The ability to process large volumes of data in a short period of time is a big plus in today’s data. If we have to process our data in a short time and it is not possible to process this data in this time interval with a single processing, the data is a big data. This is my favorite big data description in many definitions.

Big data can be scaled vertically with a single machine that has high CPU memory, or it can be scaled horizontally with a system that has multiple machine power.

In this tutorial we will offer a framework to process relatively big volume of data in short time with a horizontally scaled hadoop cluster, hive and sqoop which are packaged in Cloudera CDH [1][2].

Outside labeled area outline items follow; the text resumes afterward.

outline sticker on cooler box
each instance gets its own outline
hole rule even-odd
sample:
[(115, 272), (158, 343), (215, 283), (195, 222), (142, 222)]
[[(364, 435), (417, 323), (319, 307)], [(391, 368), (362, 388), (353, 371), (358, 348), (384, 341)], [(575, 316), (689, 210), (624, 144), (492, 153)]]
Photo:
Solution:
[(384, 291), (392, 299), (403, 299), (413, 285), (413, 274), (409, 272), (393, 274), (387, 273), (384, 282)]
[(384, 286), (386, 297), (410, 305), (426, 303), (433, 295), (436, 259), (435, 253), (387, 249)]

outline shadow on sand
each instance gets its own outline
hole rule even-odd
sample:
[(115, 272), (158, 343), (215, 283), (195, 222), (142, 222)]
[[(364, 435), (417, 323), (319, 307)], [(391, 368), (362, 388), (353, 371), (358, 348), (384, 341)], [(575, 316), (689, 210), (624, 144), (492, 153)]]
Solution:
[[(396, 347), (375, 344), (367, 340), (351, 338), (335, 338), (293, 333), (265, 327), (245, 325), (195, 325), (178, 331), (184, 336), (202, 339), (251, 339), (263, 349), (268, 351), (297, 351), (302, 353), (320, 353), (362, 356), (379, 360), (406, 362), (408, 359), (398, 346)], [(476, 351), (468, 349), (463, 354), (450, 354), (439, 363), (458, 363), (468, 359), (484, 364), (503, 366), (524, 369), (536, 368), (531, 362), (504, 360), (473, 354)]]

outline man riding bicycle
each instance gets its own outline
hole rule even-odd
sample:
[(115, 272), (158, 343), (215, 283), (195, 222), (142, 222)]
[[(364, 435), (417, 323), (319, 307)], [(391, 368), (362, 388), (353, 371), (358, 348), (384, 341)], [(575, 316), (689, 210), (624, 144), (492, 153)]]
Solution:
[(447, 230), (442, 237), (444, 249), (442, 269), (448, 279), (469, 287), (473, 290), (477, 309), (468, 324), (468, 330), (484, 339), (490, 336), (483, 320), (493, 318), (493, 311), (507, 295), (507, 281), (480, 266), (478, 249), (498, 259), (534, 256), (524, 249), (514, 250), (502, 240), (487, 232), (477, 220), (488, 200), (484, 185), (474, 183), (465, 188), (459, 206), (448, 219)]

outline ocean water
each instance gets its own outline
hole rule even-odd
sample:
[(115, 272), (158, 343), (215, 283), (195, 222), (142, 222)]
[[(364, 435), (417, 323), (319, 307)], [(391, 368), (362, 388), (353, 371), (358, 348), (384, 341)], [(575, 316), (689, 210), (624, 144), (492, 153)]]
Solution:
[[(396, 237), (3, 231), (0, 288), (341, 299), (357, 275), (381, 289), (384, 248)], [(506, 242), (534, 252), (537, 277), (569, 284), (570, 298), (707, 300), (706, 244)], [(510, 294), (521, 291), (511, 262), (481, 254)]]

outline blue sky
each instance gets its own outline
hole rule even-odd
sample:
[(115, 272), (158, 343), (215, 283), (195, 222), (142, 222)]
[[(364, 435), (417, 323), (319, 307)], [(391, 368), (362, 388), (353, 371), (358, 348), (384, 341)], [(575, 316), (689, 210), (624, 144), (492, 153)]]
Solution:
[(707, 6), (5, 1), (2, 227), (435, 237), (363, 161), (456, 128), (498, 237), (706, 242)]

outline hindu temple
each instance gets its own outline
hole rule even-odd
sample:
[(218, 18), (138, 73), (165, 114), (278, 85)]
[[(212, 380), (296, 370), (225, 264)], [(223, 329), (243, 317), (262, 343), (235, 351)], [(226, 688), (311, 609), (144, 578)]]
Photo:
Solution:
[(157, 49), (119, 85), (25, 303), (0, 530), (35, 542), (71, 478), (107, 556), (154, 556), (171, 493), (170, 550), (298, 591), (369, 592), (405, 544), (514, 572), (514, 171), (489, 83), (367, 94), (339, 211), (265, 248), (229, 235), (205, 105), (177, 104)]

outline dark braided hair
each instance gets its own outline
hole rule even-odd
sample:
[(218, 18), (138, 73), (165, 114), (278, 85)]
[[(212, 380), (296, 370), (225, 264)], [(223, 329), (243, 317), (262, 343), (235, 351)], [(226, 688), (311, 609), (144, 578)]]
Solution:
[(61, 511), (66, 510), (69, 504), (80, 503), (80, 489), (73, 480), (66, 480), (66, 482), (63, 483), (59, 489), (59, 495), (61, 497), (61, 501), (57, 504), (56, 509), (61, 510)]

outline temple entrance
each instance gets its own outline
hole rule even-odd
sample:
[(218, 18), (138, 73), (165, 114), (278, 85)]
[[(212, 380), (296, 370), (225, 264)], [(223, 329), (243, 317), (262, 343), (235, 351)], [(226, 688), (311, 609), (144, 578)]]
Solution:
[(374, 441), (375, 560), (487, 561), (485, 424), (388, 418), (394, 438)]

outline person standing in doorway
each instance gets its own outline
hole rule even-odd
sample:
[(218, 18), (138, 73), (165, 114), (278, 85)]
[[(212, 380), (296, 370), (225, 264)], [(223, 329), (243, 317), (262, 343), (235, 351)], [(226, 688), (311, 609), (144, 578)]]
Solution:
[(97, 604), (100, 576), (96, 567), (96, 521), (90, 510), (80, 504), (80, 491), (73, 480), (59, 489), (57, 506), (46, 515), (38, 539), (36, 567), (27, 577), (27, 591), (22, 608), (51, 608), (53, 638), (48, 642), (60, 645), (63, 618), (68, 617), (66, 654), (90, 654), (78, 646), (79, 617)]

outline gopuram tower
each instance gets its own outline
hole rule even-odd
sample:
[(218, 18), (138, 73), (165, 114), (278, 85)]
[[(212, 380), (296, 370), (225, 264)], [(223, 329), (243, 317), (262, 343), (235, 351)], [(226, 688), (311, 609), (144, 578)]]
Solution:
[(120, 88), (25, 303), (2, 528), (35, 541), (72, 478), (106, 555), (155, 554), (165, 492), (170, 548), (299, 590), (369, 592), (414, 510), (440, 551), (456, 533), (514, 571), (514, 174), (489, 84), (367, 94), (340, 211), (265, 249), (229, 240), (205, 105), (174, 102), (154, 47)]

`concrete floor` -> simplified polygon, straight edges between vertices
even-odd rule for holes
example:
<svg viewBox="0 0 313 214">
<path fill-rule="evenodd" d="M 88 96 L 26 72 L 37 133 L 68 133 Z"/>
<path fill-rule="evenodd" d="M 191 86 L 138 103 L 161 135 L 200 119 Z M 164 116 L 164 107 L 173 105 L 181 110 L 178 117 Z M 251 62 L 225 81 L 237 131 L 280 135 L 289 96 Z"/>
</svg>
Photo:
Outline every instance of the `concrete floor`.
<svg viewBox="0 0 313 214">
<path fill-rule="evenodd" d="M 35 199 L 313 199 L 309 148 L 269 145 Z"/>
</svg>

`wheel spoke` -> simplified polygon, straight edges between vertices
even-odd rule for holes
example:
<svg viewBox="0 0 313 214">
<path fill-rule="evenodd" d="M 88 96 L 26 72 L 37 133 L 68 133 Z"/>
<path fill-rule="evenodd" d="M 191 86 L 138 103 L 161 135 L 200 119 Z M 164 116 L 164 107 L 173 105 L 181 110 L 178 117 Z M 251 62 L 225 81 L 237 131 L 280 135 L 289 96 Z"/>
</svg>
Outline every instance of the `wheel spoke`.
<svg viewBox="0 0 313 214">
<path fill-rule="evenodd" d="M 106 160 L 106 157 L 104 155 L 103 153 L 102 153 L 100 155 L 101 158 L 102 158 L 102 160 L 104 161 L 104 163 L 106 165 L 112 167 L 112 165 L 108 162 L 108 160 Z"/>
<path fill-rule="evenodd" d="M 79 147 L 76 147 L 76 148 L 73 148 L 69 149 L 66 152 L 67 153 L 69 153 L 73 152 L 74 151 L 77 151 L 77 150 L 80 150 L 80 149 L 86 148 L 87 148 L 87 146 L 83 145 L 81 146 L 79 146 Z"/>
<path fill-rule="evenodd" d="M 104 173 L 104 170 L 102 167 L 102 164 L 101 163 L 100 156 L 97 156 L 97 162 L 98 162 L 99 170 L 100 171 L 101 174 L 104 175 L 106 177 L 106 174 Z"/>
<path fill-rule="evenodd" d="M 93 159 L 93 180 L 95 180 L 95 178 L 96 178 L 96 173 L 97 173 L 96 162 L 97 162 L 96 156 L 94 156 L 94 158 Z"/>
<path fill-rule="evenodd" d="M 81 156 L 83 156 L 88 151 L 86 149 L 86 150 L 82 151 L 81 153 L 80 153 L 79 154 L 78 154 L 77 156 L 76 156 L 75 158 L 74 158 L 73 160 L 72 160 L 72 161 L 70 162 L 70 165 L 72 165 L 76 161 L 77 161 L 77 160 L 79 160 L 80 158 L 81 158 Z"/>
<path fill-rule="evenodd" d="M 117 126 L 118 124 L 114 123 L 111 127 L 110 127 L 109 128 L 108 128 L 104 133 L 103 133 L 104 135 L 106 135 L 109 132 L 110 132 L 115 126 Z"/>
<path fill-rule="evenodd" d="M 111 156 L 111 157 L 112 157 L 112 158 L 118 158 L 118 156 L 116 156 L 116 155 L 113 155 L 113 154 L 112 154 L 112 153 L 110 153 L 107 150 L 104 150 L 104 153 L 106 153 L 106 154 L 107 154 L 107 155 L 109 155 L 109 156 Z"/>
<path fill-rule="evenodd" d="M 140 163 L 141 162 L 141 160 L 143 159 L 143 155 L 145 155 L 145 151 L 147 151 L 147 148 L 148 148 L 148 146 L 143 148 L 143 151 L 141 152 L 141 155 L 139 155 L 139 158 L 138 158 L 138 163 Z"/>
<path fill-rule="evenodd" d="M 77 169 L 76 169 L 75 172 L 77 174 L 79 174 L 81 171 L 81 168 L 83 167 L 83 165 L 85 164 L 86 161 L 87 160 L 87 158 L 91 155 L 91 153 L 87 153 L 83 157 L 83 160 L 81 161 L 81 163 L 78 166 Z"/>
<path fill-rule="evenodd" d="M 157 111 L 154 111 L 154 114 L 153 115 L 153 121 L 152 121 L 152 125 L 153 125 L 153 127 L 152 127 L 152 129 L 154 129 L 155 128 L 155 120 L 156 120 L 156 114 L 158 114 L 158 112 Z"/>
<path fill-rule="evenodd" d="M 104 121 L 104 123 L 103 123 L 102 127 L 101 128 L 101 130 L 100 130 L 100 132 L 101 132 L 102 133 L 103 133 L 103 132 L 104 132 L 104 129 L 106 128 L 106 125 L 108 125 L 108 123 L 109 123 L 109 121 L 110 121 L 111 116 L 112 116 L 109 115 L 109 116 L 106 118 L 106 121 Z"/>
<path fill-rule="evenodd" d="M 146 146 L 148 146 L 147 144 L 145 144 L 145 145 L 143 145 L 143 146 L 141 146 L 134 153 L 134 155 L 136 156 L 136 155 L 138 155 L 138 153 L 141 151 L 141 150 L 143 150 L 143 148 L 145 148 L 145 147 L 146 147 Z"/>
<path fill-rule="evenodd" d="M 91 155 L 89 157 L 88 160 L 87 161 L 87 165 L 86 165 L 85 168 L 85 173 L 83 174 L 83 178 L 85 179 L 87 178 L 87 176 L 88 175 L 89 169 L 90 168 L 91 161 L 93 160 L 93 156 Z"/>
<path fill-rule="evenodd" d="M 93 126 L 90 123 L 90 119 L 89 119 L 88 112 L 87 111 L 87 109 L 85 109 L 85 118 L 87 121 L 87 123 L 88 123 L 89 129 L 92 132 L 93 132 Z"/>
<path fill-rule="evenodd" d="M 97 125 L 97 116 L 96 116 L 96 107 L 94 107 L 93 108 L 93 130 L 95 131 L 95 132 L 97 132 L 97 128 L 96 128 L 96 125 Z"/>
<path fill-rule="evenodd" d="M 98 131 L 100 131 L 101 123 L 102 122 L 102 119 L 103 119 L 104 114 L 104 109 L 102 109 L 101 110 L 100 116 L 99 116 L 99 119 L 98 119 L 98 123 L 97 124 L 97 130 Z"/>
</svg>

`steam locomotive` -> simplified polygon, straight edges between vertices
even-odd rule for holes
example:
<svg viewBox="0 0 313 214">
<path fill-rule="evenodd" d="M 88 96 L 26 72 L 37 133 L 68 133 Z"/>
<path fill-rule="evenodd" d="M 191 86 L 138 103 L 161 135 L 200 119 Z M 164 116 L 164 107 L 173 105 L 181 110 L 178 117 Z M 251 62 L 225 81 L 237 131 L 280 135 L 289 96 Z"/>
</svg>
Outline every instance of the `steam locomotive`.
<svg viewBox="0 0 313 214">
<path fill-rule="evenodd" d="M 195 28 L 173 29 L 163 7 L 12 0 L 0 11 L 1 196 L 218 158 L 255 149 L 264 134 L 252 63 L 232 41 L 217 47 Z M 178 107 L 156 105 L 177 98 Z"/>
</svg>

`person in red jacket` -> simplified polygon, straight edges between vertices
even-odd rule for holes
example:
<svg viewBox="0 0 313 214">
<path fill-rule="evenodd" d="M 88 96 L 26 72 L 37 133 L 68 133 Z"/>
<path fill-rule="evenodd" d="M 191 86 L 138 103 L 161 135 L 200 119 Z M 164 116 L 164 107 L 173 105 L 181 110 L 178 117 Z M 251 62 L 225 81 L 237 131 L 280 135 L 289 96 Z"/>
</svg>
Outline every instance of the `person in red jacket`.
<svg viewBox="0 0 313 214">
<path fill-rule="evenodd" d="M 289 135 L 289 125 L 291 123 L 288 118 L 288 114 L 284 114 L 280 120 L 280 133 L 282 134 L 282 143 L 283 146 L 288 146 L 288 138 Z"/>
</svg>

The data what we use for this example is 10M rows x 30 columns (~4.1 GB) delimited text data that we created with a simple python script which you can find at the reference [5] and the hadoop cluster has 2 nodes that each one has 4 CPU 32 GIB memory and SSD storage AWS instances.

Step 1

To start process first we need to move delimited text data under hadoop distributed file system (HDFS). To to that;

sudo su hdfs
hdfs dfs -mkdir /data
hdfs dfs -put mydata.csv /data/mydata.csv

The file that you copied to HDFS can be seen on http://your_hadoop_host:50070/explorer.html#/data

The next step will be moving the data into hive. A simple hive query will move the delimited text data from HDFS to HIVE table with the SERDE library. Hive will process data on Hadoop cluster via MapReduce Jobs. After hive table is created we will convert it to PARQUET format since processing parquet files is faster.

CREATE EXTERNAL TABLE mydata_tmp (
column1 STRING,
column2 STRING,
column3 STRING,
.
.
.
column30 STRING
)
ROW FORMAT SERDE 'org.apache.hadoop.hive.serde2.OpenCSVSerde'
STORED AS TEXTFILE
LOCATION 'hdfs_path'
TBLPROPERTIES('skip.header.line.count'='1')
CREATE TABLE mydata STORED AS PARQUET
AS
SELECT *
FROM mydata_tmp;

DROP TABLE mydata_tmp;

mydata_tmp temprorary hive table in text format. It will be dropped at the end of the query.
mydata is the actual table name in PARQUET format.
hdfs_path is your data location in HDFS which is “/data/mydata.csv” for this example

Step 2

Now mydata is exist on a hive table. We can use all advantage of hive to process this high volume of data.

Let say we want to apply a cleaning function which is written in python to the each row of the mydata and create new clean table. To do this we preferred to use hive UDF (User Defined Function). UDFs provide a way of extending the functionality of Hive with a function (written in python, java etc) that can be evaluated in Hive Query statements.

So below we call the UDF (my_udf_function.py) in the hive query to apply to the each row of the mydata table.

CREATE TABLE clean_mydata STORED AS PARQUET AS
SELECT TRANSFORM (
column1, column2, column3, ...... column30
)
USING 'python /your_udfs_path/my_udf_function.py'
AS (
column1, column2, column3, ........columnN
)
FROM mydata

clean_mydata is your new clean table
mydata is the source table which we created from the delimited text
my_udf_function.py is the UDF function

# my_udf_function.py

import sys
sys.path.append('/your_udfs_path')
# Read the hive columns
for line in sys.stdin:
line = line.split('\t')

column1 = line[0].strip()
column2 = line[1].strip()
column3 = line[3].strip()
.
.
.
column30 = line[29].strip()

# do cleaning, normalization validation etc. and create your output columns in a tab delimited print. Number of columns can be more or less

out_columns = [
new_column1,
new_column2,
new_column3,
.
.
.
new_columnN
]
print '\t'.join(str(v) for v in out_columns)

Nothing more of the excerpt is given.